A Full Bench of the FWC confirmed mine owner Lanco had the right to terminate the workers’ existing union agreement and return to the industry award, rejecting an AMWU appeal.
Yet in a bizarre twist, the Commission also maintained a temporary stay order preventing the company from doing so in recognition of the economic harm it is already causing to Collie and the WA south-west.
That’s estimated to be $13.5 million annually sucked out of local businesses.
The contradictory ruling left the local community in limbo, as it came through just minutes before highly promising talks between the AMWU and Lanco were due to re-start.
Instead, the Indian-owned multinational cancelled those talks and fell back to its previous hardline position that the 43.5 per cent wage cut, drastic loss of conditions and harsh new rosters must be implemented.
Late this week the Commission decided the stay order will be lifted on August 14, giving families a final fortnight to prepare for a sudden, drastic loss of income.

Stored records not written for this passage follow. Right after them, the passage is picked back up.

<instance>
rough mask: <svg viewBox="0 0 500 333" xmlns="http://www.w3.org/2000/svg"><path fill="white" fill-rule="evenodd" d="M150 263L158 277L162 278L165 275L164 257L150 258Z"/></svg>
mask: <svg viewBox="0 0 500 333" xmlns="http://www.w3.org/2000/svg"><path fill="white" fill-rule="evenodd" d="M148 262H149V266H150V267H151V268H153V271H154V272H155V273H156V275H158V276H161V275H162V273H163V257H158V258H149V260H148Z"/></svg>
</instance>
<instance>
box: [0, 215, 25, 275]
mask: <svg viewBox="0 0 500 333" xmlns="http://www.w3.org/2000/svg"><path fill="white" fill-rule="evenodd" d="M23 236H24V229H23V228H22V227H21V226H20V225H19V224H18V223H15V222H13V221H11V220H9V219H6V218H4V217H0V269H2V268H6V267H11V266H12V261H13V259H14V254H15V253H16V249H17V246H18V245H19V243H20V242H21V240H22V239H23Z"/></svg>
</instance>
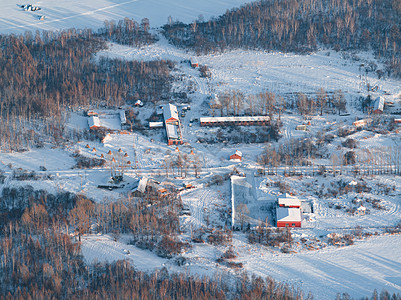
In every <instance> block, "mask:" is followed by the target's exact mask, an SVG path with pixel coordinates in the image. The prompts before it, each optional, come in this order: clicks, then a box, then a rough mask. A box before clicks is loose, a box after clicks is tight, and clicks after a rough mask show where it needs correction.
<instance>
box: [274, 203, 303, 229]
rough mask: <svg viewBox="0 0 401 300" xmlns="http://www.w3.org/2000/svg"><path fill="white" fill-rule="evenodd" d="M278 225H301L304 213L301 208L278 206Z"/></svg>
mask: <svg viewBox="0 0 401 300" xmlns="http://www.w3.org/2000/svg"><path fill="white" fill-rule="evenodd" d="M276 215H277V216H276V217H277V227H301V221H302V214H301V210H300V209H299V208H291V207H277V209H276Z"/></svg>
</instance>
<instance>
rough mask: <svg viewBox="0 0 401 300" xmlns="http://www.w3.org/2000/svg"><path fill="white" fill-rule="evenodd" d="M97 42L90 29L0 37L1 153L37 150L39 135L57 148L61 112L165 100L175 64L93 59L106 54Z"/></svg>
mask: <svg viewBox="0 0 401 300" xmlns="http://www.w3.org/2000/svg"><path fill="white" fill-rule="evenodd" d="M105 32H108V31H107V30H106V31H105ZM101 36H102V35H101V34H95V33H93V32H92V31H91V30H89V29H86V30H76V29H70V30H65V31H61V32H42V33H39V32H38V31H37V32H36V34H32V33H31V32H26V33H25V34H24V35H19V36H16V35H0V44H1V48H0V68H1V70H2V76H1V78H0V139H1V140H0V148H1V149H2V150H7V151H10V150H11V151H15V150H20V149H21V148H24V147H25V148H27V147H29V145H31V144H32V143H34V144H36V145H37V144H39V143H40V140H41V135H45V136H46V135H52V136H53V137H54V138H53V139H54V142H55V143H56V144H57V142H59V140H60V139H63V136H64V134H65V130H66V129H65V121H66V120H65V114H64V112H65V110H70V109H74V108H77V107H82V106H84V107H86V106H89V105H91V106H99V105H104V106H120V105H122V104H125V103H131V102H132V101H133V100H136V99H139V98H140V99H142V101H144V102H147V101H158V100H160V99H161V98H163V97H166V96H167V95H168V94H169V92H170V88H171V78H170V71H171V69H172V68H173V66H174V63H173V62H171V61H165V60H159V61H149V62H144V61H141V62H139V61H123V60H119V59H108V58H104V57H101V58H99V59H95V57H94V55H95V54H96V53H97V52H98V51H100V50H102V49H105V48H106V42H105V40H104V38H102V37H101ZM109 36H111V37H113V36H114V33H111V34H109ZM39 133H41V134H39ZM33 141H35V142H33Z"/></svg>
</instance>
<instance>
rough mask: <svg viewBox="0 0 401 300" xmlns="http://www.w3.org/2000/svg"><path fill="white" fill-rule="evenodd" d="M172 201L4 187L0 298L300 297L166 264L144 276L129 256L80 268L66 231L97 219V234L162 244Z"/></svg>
mask: <svg viewBox="0 0 401 300" xmlns="http://www.w3.org/2000/svg"><path fill="white" fill-rule="evenodd" d="M147 198H148V199H147ZM16 199H19V200H18V202H19V203H18V205H19V213H17V214H10V213H9V212H10V211H11V207H14V206H11V205H7V204H10V203H11V202H12V203H14V204H16V202H15V200H16ZM174 199H175V198H174V197H173V196H171V195H170V196H167V197H164V198H162V197H160V198H152V197H150V196H149V197H148V196H145V197H144V198H137V199H131V200H130V199H127V200H126V201H119V202H116V203H110V202H107V203H100V204H97V203H94V202H92V201H90V200H89V199H86V198H85V197H83V196H79V195H75V196H74V195H71V194H68V195H61V194H60V195H56V196H53V195H52V196H50V195H49V194H47V193H46V192H45V191H34V190H33V189H32V188H31V187H26V188H24V187H20V188H18V189H8V190H6V191H3V193H2V196H1V200H2V203H3V205H2V207H1V213H2V218H1V224H0V249H1V250H0V251H1V252H0V282H1V284H0V298H1V299H14V298H23V299H38V298H47V299H50V298H57V299H71V298H80V299H98V298H101V297H104V295H107V297H108V298H121V297H123V298H131V299H139V298H146V299H171V298H174V299H199V298H200V299H210V298H213V299H230V298H235V297H239V298H244V299H248V297H252V298H257V299H262V298H263V299H299V297H300V296H301V294H302V292H301V291H299V290H295V289H293V288H292V287H290V286H287V285H284V284H280V283H277V282H275V281H274V280H272V279H271V278H260V277H256V276H253V277H251V278H250V277H249V276H247V275H244V276H242V277H241V278H232V279H228V278H225V277H222V276H217V277H215V278H211V277H199V276H192V275H186V274H184V273H181V274H169V273H168V272H167V270H166V269H165V268H164V269H162V270H160V271H155V272H153V273H152V272H151V273H144V272H140V271H138V270H135V269H134V268H133V267H132V265H131V264H130V263H129V262H128V261H118V262H115V263H111V264H108V263H95V264H91V265H87V264H85V262H84V260H83V257H82V253H81V243H80V242H79V241H78V240H74V239H73V238H71V236H70V235H69V233H71V232H72V231H76V232H77V233H78V234H79V235H81V234H84V233H86V232H90V231H91V230H92V229H91V226H90V225H91V224H97V225H98V228H97V230H99V231H102V232H104V233H106V232H113V231H114V230H119V231H121V232H126V233H130V234H132V235H133V238H134V239H137V238H142V239H143V240H147V241H148V242H150V241H152V240H154V241H156V240H157V239H158V238H159V236H160V235H163V234H165V236H164V237H163V238H162V239H161V241H162V243H163V246H166V248H168V247H170V245H169V244H170V241H171V239H168V238H166V236H167V235H168V234H174V232H175V233H177V232H178V230H179V229H178V225H179V224H178V218H176V217H174V211H173V209H174V203H173V202H177V201H179V199H175V200H174ZM59 200H60V201H59ZM177 204H179V202H177ZM166 205H168V206H166ZM155 207H160V209H161V210H159V209H156V208H155ZM14 208H15V207H14ZM3 217H4V218H3ZM157 254H159V252H157ZM174 255H175V254H174ZM166 257H169V256H166ZM297 297H298V298H297Z"/></svg>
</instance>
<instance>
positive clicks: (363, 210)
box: [355, 205, 366, 216]
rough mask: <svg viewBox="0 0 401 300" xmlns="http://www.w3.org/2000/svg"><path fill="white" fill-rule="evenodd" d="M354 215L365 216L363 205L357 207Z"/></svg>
mask: <svg viewBox="0 0 401 300" xmlns="http://www.w3.org/2000/svg"><path fill="white" fill-rule="evenodd" d="M355 213H356V214H357V215H358V216H364V215H365V214H366V207H365V206H363V205H361V206H359V207H358V208H357V209H356V211H355Z"/></svg>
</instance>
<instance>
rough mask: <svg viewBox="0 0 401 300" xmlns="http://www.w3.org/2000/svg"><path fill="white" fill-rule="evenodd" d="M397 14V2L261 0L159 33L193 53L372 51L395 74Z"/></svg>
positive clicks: (382, 72) (397, 13)
mask: <svg viewBox="0 0 401 300" xmlns="http://www.w3.org/2000/svg"><path fill="white" fill-rule="evenodd" d="M400 15H401V2H400V1H399V0H368V1H356V0H345V1H338V0H307V1H299V0H281V1H274V0H262V1H256V2H252V3H249V4H247V5H244V6H242V7H240V8H235V9H232V10H230V11H227V12H226V13H225V14H224V15H222V16H220V17H218V18H212V19H210V20H208V21H203V18H199V19H198V20H194V21H193V22H192V23H191V24H183V23H180V22H175V23H173V22H170V23H169V24H166V25H165V26H164V34H165V36H166V37H167V39H168V40H169V41H170V42H171V43H173V44H174V45H176V46H178V47H185V48H190V49H193V50H194V51H196V53H198V54H206V53H213V52H220V51H225V50H231V49H236V48H244V49H262V50H274V51H284V52H296V53H310V52H311V51H315V50H317V49H318V48H321V47H323V48H327V49H334V50H336V51H339V50H357V51H360V50H373V51H374V53H375V55H376V57H378V58H384V59H385V61H386V62H387V67H386V70H385V71H386V74H387V75H394V76H396V77H400V76H401V51H400V47H401V27H400V26H401V18H400ZM382 73H383V70H380V74H382Z"/></svg>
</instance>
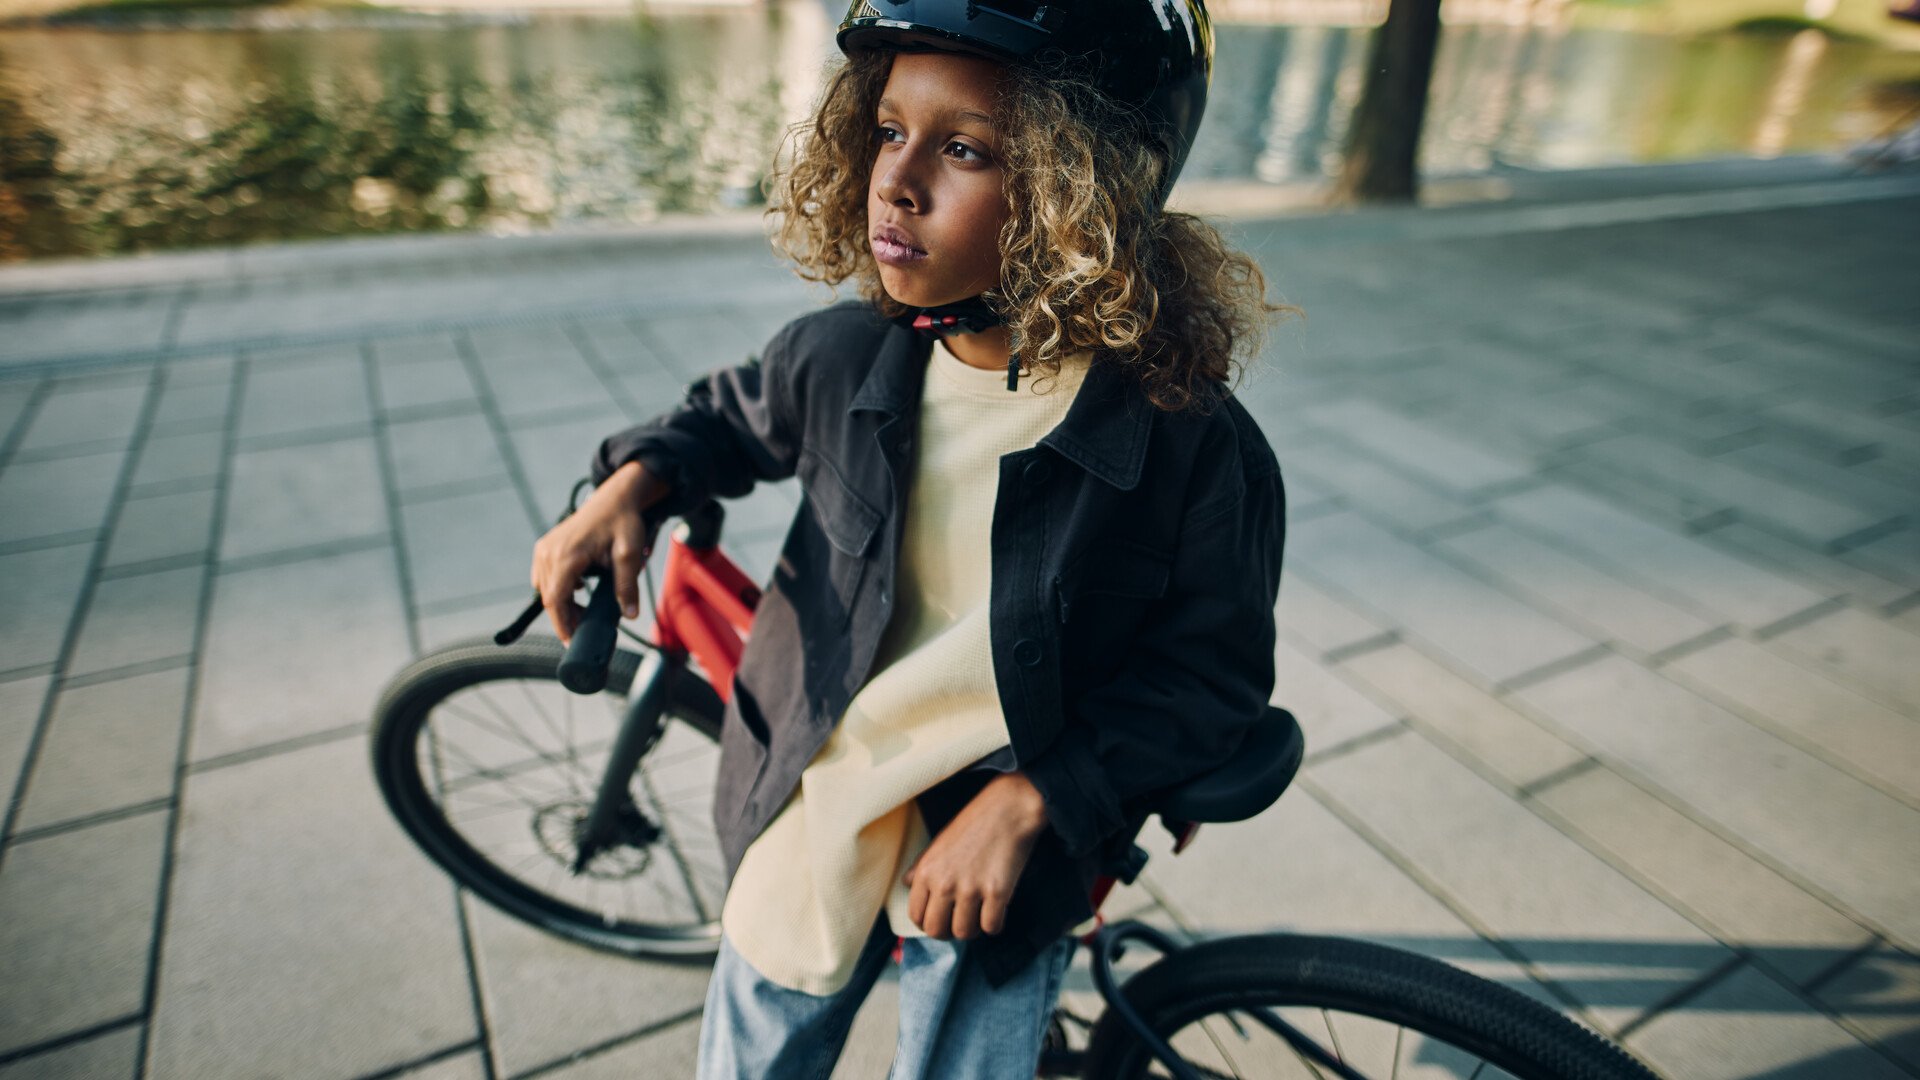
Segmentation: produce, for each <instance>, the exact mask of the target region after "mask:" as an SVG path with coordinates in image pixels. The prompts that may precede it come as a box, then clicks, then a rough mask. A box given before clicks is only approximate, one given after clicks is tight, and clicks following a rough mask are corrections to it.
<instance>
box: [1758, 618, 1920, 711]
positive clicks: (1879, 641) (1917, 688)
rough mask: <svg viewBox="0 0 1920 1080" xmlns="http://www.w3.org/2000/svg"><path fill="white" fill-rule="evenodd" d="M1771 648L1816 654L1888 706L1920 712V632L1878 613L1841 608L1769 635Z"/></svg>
mask: <svg viewBox="0 0 1920 1080" xmlns="http://www.w3.org/2000/svg"><path fill="white" fill-rule="evenodd" d="M1768 646H1772V648H1778V650H1786V651H1789V653H1795V655H1801V657H1811V659H1812V661H1816V663H1820V665H1822V667H1826V669H1828V671H1834V673H1836V675H1837V676H1839V678H1843V680H1847V682H1851V684H1853V686H1855V688H1859V690H1860V692H1864V694H1870V696H1874V698H1878V700H1882V701H1885V703H1887V705H1893V707H1895V709H1899V711H1903V713H1907V715H1908V717H1916V715H1920V667H1916V665H1914V657H1920V634H1912V632H1908V630H1903V628H1899V626H1895V625H1891V623H1887V621H1885V619H1880V617H1878V615H1870V613H1866V611H1860V609H1857V607H1841V609H1839V611H1834V613H1830V615H1822V617H1820V619H1814V621H1811V623H1805V625H1801V626H1793V628H1791V630H1788V632H1784V634H1778V636H1774V638H1768Z"/></svg>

But WA State Secretary Steve McCartney said reverting back to the inflexible Black Coal Mining Industry Award would make any plan Lanco had to improve the operation of the mine and its equipment impossible to implement – and the company knew it.
Delayed talks with the company are scheduled for next Wednesday.
“The Commission pulled the rug from under us and the wider Collie community but Lanco know they will have to come to a realistic resolution sooner or later,” Mr McCartney said.
Community plea: Carys Golding with AMWU State Secretary Steve McCartney (right) and town residents at a recent rally in Perth.
Collie local Carys Golding said she and her husband – an AMWU member - were among many people tightening their budget belts for a weekly income loss of $1000-$1500.
“People are stopping spending, local businesses may have to close but we have to think of keeping paying our mortgage,” said the mother of three young children.
“We’re cutting all other payments to put food on the table.”
The AMWU is still in a bargaining period and our members currently have the right to take protected industrial action.
The AMWU is also looking at the legal possibilities of a remedy in the Federal Court.
Mr McCartney also said outlined his concern at the implications of the FWC decision for every Australian worker, particularly those in mining.
“This will have serious flow on effects to workers everywhere, with the Fair Work Commission effectively opening the door for employers to walk away from their responsibilities and from the obligation to bargain in good faith,” he said.
The FWC had previously approved an application by The Griffin Coal Mining Company to terminate the current enterprise agreement between the company and maintenance workers at the mine after its nominal expiry date on 10 July 2016 in “the public interest”.